House Speaker Nancy Pelosi pulled $15.6 billion in COVID-19 relief funding from a trillion-dollar omnibus spending measure Wednesday after Democrats revolted against the funding mechanism.
Rank-and-file members had objected to the bill clawing back unspent money from previously enacted relief legislation that had been earmarked to help states and businesses cope with the pandemic.

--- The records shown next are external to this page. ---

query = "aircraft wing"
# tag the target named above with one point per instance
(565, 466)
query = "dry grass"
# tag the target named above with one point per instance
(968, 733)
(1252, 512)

After hours of talks, Pelosi relented to lawmakers who were refusing to let the measure move forward unless the earlier funds their states were supposed to receive were protected.
“It is heartbreaking to remove the COVID funding, and we must continue to fight for urgently needed COVID assistance, but unfortunately that will not be included in this bill,” Pelosi (D-Calif.) wrote in a “Dear Democratic Colleague” letter sent out Wednesday afternoon.
At a news conference, Pelosi told reporters that coronavirus funding would be dealt with in a separate bill that she hoped to put on the floor later Wednesday.
The standoff delayed an expected House vote on the $1.5 trillion bill, which would fund the government through Sept. 30, as well as a stopgap measure that would keep funding at current levels through March 15 — allowing Congress extra time to approve the larger bill and send it to President Biden without any pause in funding.
Initially, the White House requested that $22.5 billion be included in the spending agreement for COVID-19 vaccines, testing and treatment — far more than was outlaid in the compromise unveiled early Wednesday.
The spending measure includes $13.6 billion in military, economic, and humanitarian aid for Ukraine as well as $730 billion for domestic programs and $782 billion in defense spending.
Additionally, the bill includes funds for the US Citizenship and Immigration Services to try to reduce the massive backlog of people crossing into the US, and distributes billions of dollars initially provided by the bipartisan infrastructure bill enacted last year for road, rail and airport projects.
Congress has until 11:59 p.m. Friday to avert a government shutdown.